Trillion – Info Gadgets
Apple’s insanely great run…
Note: this post was adapted and expanded upon from my newsletter earlier this week.
Almost exactly six years ago, I wrote a post on TechCrunch marveling at Apple’s market cap. The company had just hit $623 billion, which meant it was in new territory: the most highly valued U.S. company ever (surpassing 1999-era Microsoft, not accounting for inflation).
That seems so quaint now.
Apple, of course, surpassed $1 trillion in market cap this week. Writing that sentence feels almost fake because reading that sentence feels almost fake. A trillion dollars. In an era of “that’s a lot of money”, that’s a lot of money. The New York Times came up with a clever visualization in an attempt to showcase just how much money it is, relative to some other companies that are a part of all of our daily lives.
Even more mind-boggling is that the majority of this company value has accumulated in the post-Steve Jobs era of Apple. When Jobs passed away, the company was worth a “mere” $350 billion. That was $650 billion ago. That was just seven years ago.

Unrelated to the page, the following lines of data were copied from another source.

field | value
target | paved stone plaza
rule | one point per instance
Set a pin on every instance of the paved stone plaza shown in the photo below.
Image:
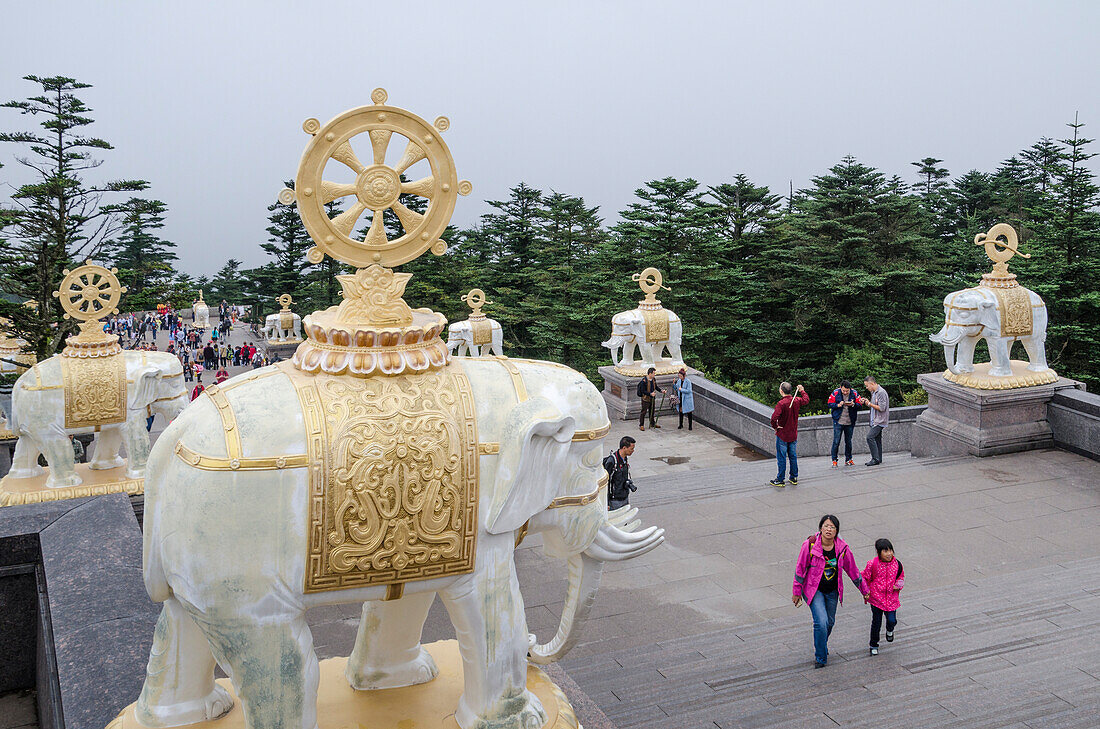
(997, 626)
(996, 629)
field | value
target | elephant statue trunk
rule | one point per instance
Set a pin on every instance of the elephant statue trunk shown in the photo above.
(949, 338)
(612, 544)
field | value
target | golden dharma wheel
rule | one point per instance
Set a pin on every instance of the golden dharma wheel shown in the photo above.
(650, 280)
(378, 186)
(89, 293)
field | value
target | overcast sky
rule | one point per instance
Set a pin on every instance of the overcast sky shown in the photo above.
(206, 99)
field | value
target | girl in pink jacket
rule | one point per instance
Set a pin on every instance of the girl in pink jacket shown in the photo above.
(884, 577)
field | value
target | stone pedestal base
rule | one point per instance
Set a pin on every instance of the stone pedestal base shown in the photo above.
(14, 492)
(982, 421)
(426, 706)
(620, 394)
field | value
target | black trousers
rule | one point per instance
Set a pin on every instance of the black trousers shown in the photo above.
(877, 622)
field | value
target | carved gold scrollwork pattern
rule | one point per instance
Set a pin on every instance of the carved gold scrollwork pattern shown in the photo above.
(657, 324)
(398, 498)
(95, 390)
(1015, 310)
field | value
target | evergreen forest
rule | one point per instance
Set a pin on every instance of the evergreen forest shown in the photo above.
(837, 280)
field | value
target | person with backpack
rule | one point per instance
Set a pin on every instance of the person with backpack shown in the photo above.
(617, 466)
(844, 405)
(884, 577)
(817, 581)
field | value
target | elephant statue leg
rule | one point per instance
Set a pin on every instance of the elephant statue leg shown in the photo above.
(107, 450)
(272, 664)
(138, 445)
(487, 612)
(1036, 353)
(387, 652)
(179, 686)
(674, 352)
(24, 463)
(964, 357)
(628, 351)
(1000, 365)
(58, 451)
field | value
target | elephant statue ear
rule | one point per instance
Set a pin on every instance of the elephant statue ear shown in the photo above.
(530, 468)
(143, 389)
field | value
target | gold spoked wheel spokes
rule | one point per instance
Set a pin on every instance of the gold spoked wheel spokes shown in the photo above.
(89, 293)
(377, 186)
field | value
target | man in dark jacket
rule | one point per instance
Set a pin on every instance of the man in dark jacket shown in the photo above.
(784, 420)
(648, 390)
(619, 485)
(844, 404)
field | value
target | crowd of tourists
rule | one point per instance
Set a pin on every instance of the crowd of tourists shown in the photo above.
(823, 555)
(200, 351)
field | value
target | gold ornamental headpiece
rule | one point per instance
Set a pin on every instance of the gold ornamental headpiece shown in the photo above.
(475, 299)
(650, 282)
(1001, 243)
(373, 330)
(89, 294)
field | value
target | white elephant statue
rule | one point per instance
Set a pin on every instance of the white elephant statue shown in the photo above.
(462, 338)
(231, 528)
(978, 312)
(283, 327)
(629, 332)
(154, 385)
(201, 315)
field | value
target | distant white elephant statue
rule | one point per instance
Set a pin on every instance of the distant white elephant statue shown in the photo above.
(629, 332)
(976, 313)
(283, 327)
(237, 596)
(462, 338)
(154, 385)
(201, 315)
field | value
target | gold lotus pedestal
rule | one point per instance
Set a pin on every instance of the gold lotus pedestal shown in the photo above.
(425, 706)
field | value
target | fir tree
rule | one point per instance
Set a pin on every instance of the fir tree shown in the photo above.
(59, 219)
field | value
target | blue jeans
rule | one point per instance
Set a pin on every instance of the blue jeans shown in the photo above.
(846, 431)
(823, 607)
(784, 451)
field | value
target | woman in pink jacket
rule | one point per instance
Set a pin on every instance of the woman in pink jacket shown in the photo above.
(817, 581)
(884, 578)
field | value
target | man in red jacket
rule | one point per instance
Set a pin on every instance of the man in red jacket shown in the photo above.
(784, 421)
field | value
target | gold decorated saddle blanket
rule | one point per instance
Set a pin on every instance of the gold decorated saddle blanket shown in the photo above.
(657, 324)
(1015, 310)
(95, 390)
(481, 331)
(393, 477)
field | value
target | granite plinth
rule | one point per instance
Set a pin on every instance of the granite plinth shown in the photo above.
(89, 619)
(620, 394)
(963, 420)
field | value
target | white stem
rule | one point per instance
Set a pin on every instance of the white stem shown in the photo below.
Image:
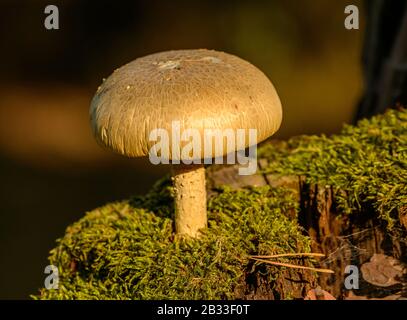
(190, 199)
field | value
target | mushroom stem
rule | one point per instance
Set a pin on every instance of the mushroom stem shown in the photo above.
(190, 199)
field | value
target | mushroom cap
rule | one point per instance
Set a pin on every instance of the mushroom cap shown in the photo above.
(200, 89)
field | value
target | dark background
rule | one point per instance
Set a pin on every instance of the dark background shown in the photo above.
(51, 169)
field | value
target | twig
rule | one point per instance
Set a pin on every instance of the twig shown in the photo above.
(290, 255)
(288, 265)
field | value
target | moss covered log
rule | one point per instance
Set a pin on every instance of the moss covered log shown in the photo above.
(312, 192)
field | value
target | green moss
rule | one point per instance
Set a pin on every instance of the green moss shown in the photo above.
(125, 250)
(365, 165)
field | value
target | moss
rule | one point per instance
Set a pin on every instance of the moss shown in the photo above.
(366, 165)
(125, 250)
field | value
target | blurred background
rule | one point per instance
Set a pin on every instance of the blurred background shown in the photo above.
(51, 169)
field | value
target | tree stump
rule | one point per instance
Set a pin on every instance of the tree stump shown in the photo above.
(345, 240)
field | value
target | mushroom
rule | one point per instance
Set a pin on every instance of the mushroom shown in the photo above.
(198, 89)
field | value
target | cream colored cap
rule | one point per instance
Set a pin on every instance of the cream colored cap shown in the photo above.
(200, 89)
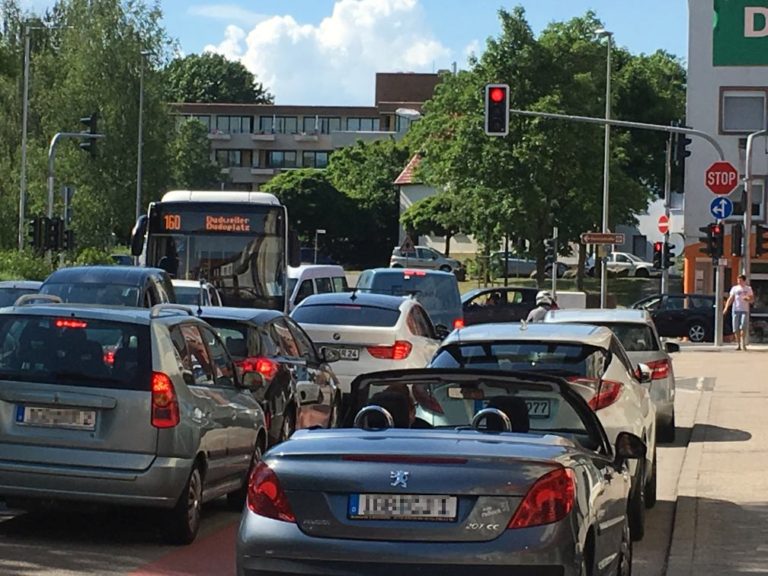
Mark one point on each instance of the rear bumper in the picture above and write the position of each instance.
(268, 547)
(158, 486)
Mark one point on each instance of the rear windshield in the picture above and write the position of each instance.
(75, 352)
(346, 315)
(9, 295)
(634, 337)
(561, 359)
(108, 294)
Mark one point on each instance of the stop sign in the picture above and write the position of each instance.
(722, 178)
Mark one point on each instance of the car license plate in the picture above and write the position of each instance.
(349, 353)
(538, 408)
(402, 507)
(56, 417)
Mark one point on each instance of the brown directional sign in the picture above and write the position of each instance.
(602, 238)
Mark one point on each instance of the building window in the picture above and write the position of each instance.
(311, 159)
(363, 124)
(743, 111)
(739, 196)
(228, 158)
(281, 159)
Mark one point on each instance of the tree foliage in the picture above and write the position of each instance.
(210, 77)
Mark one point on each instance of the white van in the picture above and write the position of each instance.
(309, 279)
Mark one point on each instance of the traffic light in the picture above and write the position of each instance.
(496, 109)
(89, 144)
(737, 239)
(761, 240)
(657, 254)
(550, 250)
(668, 255)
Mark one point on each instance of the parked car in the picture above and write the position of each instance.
(498, 304)
(437, 291)
(689, 316)
(426, 257)
(309, 279)
(10, 290)
(593, 360)
(289, 377)
(368, 331)
(163, 423)
(111, 285)
(196, 293)
(636, 331)
(467, 496)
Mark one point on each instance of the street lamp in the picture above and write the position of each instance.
(317, 233)
(144, 54)
(602, 33)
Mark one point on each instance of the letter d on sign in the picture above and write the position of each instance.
(750, 22)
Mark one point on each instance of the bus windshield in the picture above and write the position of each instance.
(239, 247)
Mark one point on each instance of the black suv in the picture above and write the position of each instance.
(689, 316)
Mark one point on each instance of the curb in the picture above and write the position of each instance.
(684, 528)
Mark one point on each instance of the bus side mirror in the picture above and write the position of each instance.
(294, 248)
(137, 235)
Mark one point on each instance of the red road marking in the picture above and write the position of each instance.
(213, 555)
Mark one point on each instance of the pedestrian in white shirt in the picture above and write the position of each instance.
(741, 296)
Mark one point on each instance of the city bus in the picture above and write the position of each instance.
(239, 241)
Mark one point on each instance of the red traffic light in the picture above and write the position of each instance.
(496, 94)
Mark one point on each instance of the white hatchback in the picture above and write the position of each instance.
(593, 360)
(370, 332)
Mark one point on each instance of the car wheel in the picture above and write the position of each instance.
(289, 424)
(650, 486)
(637, 504)
(236, 499)
(697, 331)
(624, 567)
(666, 433)
(184, 518)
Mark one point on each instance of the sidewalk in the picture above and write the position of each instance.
(721, 521)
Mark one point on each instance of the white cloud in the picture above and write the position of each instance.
(335, 62)
(228, 12)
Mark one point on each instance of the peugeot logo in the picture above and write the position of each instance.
(399, 478)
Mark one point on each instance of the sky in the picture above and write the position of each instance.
(327, 52)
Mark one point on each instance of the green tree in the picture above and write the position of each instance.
(366, 173)
(211, 77)
(190, 156)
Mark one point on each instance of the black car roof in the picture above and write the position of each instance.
(128, 275)
(357, 297)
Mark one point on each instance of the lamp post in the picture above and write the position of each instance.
(606, 162)
(140, 145)
(317, 233)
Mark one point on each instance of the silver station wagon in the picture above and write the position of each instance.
(123, 406)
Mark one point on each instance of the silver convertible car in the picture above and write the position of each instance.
(443, 472)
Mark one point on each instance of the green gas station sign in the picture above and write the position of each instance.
(740, 33)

Of course, it has mainly been the products that Jobs put in motion that have propelled Apple to this milestone. Namely, the iPhone. It will go down as one of the — if not the — best business of all time. Some of that was good fortune (the phone makers were asleep at the wheel) some of it was good timing (AT&T needed something to combat Verizon in the subsidized carrier wars), but most of it was just a truly great product. All of us, whether you’re an iOS user or an Android user, now carry around a device that’s a direct descendent in your pocket at all times. And it’s undoubtedly your most-used computer.
And the iPhone truly did bestow a “halo effect” over every other Apple product. This had started happening thanks to the iPod, but the iPhone bolstered, extended, and expanded the ring. It is why Apple became the most valuable company — a trillion dollar company.
Where does the company go from here? The current narrative is around continued “beats” thanks to a growing average selling price (ASP) of the iPhone. Will this fall’s new iPhones continue that trend? Don’t be surprised given the rumors of a so-called “iPhone X Plus”, which undoubtedly could be, and probably will be sold for $100 more than the current iPhone X models.
Beyond that, it’s all about the steady growth of the Services side of the business. It’s already a quiet juggernaut — bigger than the Mac or iPad businesses. If Apple can connect the dots for a “Prime”-like subscription offering tying everything (Apple Music, iCloud, the forthcoming video offerings, maybe even Apple Care?) together, watch out.
Those are the low-hanging fruit. To continue beyond the trillion-dollar mark (again, nuts) and keep ahead of the fast-charging Amazon, Apple does still need a “what’s next” part of the story. An “Apple Prime” offering would undoubtedly satiate Wall Street for some time, as would further cracking the Chinese market, or figuring out the Indian market. But ultimately, with Apple, you grow or don’t grow based on amazingly great hardware products.
The iPad is great but we seemingly know its limits now. The Apple Watch is nice and growing, but slowly. The AirPods are fantastic, but will probably never be a massive core product line. HomePod? They’ll undoubtedly re-think it (think: smaller and more Echo-like), but that’s just as much about fixing Siri as anything else.
So is it a true television product? (Probably not big enough given the margin pressures of that market and the scale at which Apple already operates.) A car? (Maybe, but how many starts and stops have there been already?) A bank? (Don’t laugh!) Some AR goggles? (Seems most likely in the short-ish term, but the market remains anything but proven.) And so we wait to see.
So much has been said and written this week reflecting back on the time Apple was left for dead. But even far more recently than that, it would have been preposterous to say it would one day be worth a trillion dollars. That number may as well have been infinity.
Even just those six years ago, as I wrote:
At that point, the race may be on to the $1 trillion market cap.
It sounds crazy to think they could hit that mark.